JiuZhang3.0: Efficiently Improving Mathematical Reasoning by Training Small Data Synthesis Models

Kun Zhou, Beichen Zhang, Jiapeng Wang, Zhipeng Chen, Wayne Xin Zhao, Jing Sha, Zhichao Sheng, Shijin Wang, Ji-Rong Wen·May 23, 2024

Summary

This paper presents JiuZhang3.0, an efficient method for enhancing mathematical reasoning in large language models. It uses a cost-effective approach by training a smaller model on a synthesized dataset distilled from GPT-4, with prompts tailored to different education levels. The process involves gradient-based selection of valuable math-related texts and generating 6 million problems with limited API calls.
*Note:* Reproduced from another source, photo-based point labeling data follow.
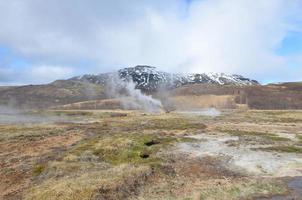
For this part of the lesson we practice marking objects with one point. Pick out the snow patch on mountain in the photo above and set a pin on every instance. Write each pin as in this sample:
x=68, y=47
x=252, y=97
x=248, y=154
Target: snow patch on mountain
x=149, y=78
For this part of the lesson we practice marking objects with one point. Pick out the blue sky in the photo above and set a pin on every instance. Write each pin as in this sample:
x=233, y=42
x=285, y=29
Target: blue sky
x=44, y=41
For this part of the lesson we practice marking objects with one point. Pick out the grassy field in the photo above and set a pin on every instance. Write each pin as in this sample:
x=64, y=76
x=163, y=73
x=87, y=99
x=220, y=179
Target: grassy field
x=133, y=155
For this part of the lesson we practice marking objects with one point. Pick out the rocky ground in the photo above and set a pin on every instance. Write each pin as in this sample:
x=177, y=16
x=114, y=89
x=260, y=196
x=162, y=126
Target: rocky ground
x=232, y=154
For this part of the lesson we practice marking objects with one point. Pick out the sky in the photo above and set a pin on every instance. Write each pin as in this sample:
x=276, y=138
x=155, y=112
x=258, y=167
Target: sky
x=42, y=41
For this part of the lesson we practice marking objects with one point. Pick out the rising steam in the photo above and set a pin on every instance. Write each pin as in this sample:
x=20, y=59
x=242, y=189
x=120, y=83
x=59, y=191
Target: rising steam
x=131, y=98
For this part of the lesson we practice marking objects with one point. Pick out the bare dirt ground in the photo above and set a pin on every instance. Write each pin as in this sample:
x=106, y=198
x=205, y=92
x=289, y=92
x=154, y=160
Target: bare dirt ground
x=230, y=154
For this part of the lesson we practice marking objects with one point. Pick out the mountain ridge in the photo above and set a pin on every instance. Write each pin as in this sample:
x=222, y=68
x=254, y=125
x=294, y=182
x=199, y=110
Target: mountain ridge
x=148, y=78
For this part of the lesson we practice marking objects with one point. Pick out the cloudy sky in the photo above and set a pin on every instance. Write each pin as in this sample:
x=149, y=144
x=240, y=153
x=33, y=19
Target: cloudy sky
x=41, y=41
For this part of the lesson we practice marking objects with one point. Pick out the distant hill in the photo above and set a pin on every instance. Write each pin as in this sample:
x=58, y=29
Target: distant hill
x=150, y=79
x=211, y=89
x=56, y=93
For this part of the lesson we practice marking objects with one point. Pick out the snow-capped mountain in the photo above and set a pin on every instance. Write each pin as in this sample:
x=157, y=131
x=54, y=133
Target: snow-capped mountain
x=149, y=78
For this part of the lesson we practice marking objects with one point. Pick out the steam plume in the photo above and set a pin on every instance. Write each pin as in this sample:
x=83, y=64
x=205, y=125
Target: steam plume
x=131, y=98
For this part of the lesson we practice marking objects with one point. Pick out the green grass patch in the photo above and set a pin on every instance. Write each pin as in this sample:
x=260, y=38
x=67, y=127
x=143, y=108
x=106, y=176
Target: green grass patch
x=38, y=169
x=128, y=148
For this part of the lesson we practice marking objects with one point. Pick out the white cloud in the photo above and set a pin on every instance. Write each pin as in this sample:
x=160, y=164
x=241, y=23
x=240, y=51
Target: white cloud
x=232, y=36
x=36, y=74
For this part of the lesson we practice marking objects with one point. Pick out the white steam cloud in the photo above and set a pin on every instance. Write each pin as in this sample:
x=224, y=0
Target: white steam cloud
x=130, y=97
x=231, y=36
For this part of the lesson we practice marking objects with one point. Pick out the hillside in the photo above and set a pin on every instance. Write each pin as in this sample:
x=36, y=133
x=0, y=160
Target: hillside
x=56, y=93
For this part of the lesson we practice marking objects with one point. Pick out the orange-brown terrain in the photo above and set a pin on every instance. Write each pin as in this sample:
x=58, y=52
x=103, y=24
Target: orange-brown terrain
x=232, y=154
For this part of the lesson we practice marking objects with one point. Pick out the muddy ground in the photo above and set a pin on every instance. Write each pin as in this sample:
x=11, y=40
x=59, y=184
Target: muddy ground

JiuZhang3.0 outperforms existing methods on 18 evaluation datasets, demonstrating improved performance in natural language reasoning and tool manipulation tasks. The approach is based on a smaller, more affordable model and a data synthesis strategy that reduces costs compared to larger models. The code and data will be made publicly available.

Paper digest

What problem does the paper attempt to solve? Is this a new problem?
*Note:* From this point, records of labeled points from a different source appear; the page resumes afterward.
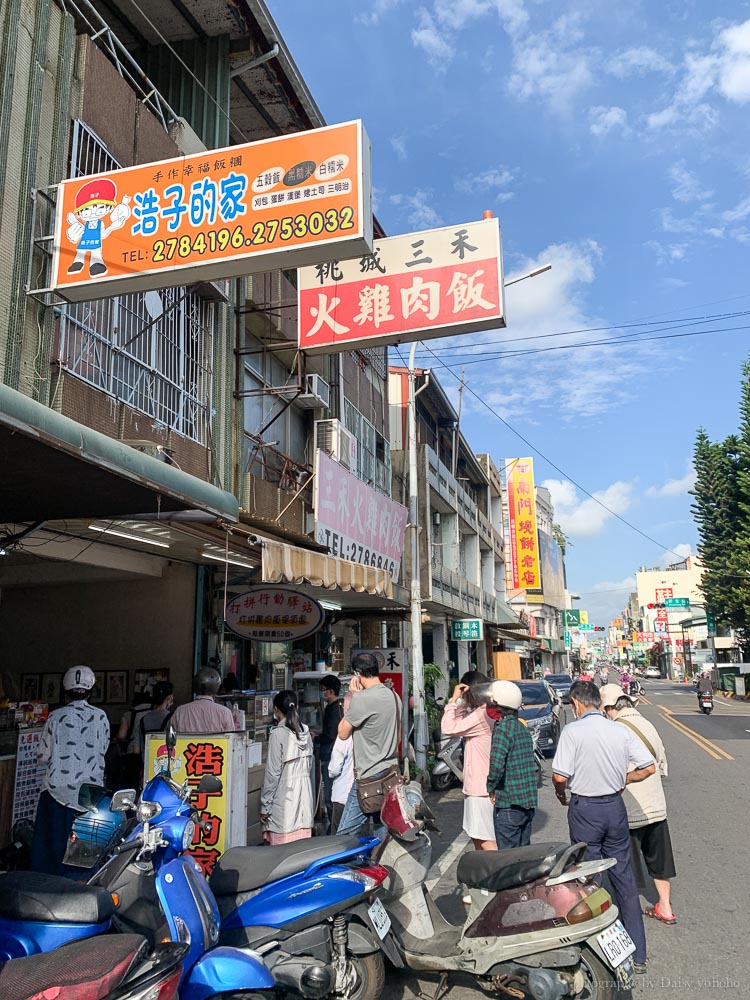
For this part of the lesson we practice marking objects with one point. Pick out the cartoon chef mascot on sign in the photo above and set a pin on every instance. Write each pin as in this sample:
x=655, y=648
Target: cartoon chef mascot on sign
x=95, y=201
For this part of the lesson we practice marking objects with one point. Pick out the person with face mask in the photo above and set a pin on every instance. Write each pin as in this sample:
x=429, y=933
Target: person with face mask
x=594, y=761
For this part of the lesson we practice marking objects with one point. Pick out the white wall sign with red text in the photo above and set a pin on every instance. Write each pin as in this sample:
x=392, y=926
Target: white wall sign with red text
x=432, y=284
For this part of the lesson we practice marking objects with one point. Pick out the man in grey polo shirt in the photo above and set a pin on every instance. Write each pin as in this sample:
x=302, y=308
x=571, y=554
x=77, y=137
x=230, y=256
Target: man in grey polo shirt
x=595, y=759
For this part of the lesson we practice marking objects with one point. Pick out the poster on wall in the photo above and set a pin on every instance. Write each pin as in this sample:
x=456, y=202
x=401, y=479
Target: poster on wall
x=29, y=775
x=195, y=756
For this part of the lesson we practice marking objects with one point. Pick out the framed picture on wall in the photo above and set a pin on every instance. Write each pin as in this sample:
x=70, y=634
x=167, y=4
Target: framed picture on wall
x=117, y=687
x=30, y=684
x=51, y=689
x=97, y=692
x=145, y=680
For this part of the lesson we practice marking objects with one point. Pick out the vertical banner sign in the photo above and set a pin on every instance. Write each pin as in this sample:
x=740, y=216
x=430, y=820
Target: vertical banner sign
x=218, y=214
x=436, y=283
x=522, y=529
x=29, y=775
x=195, y=756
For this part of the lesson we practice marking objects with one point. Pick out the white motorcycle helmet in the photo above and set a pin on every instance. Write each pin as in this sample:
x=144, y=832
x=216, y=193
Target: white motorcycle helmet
x=506, y=694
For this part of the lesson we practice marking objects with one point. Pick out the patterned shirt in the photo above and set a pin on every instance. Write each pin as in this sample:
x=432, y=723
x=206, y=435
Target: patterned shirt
x=512, y=776
x=74, y=742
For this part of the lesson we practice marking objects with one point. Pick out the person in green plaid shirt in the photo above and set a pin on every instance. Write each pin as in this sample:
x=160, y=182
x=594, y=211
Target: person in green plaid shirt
x=512, y=778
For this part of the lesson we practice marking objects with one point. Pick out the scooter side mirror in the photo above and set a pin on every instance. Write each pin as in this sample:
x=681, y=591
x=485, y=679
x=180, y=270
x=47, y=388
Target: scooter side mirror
x=123, y=800
x=210, y=784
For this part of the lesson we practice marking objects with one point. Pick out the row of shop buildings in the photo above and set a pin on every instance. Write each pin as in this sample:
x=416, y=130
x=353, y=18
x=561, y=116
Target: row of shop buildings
x=165, y=451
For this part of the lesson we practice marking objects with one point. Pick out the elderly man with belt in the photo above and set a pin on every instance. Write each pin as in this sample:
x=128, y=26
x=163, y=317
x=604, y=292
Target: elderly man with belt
x=594, y=761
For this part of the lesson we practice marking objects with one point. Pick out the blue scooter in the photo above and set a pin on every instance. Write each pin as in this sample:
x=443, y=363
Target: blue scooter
x=39, y=913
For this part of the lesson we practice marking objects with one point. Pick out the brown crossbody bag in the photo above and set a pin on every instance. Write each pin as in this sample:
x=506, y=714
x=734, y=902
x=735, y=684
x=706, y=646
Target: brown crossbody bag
x=371, y=792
The paper aims to address the challenge of improving mathematical reasoning by training small data synthesis models, specifically focusing on enhancing the mathematical problem-solving abilities of large language models (LLMs) . This problem is not entirely new, as previous work has also explored training LLMs on math-related data to enhance their mathematical reasoning skills . The paper highlights the effectiveness of training LLMs on math-related data to improve their performance on mathematical reasoning tasks, indicating a novel approach to enhancing mathematical problem-solving capabilities .
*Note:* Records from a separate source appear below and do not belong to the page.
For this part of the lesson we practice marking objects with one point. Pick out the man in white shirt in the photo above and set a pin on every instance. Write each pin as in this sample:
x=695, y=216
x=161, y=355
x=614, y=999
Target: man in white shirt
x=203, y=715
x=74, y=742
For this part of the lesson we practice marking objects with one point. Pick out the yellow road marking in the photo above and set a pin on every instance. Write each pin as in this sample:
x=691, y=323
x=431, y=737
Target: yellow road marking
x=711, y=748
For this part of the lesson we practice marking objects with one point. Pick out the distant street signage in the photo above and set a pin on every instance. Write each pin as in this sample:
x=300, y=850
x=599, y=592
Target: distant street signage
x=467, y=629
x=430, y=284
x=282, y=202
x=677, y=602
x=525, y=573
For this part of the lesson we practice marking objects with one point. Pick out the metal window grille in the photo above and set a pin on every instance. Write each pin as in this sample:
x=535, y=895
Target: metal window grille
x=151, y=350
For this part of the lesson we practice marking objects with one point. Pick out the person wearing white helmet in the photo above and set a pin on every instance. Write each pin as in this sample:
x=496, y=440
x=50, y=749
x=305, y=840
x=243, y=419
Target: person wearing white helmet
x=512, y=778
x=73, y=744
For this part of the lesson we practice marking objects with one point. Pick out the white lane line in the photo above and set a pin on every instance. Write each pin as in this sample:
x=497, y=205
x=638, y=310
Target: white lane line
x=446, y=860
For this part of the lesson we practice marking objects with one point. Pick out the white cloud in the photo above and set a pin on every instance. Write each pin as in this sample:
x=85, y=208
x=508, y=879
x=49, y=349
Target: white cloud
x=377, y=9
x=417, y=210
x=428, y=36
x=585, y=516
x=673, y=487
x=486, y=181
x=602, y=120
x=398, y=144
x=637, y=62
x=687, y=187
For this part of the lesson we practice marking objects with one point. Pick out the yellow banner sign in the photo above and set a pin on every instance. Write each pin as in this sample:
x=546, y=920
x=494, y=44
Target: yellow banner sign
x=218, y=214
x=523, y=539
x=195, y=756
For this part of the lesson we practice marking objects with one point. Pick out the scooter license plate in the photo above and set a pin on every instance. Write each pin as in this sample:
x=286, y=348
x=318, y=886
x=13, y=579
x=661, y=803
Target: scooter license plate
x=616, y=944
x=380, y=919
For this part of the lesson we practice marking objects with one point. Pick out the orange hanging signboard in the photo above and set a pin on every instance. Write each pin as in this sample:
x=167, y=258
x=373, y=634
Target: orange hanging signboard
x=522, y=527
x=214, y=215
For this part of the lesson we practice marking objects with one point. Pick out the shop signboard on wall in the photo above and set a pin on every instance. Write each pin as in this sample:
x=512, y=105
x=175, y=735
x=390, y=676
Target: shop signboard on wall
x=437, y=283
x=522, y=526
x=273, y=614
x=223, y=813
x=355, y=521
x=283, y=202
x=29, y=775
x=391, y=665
What scientific hypothesis does this paper seek to validate?

This paper aims to validate the scientific hypothesis related to improving mathematical reasoning by training small data synthesis models . The focus is on advancing reasoning generalists with preference trees, one-shot learning as instruction data prospector for large language models, and unlocking multimodal understanding across millions of tokens of context . The research delves into deliberate problem-solving with large language models, scaling instruction-finetuned language models, and tool-integrated reasoning agents for mathematical problem-solving . The study also explores the use of generative AI for math, augmenting math word problems via iterative question composing, and self-correction capabilities of large language models with tool-interactive critiquing .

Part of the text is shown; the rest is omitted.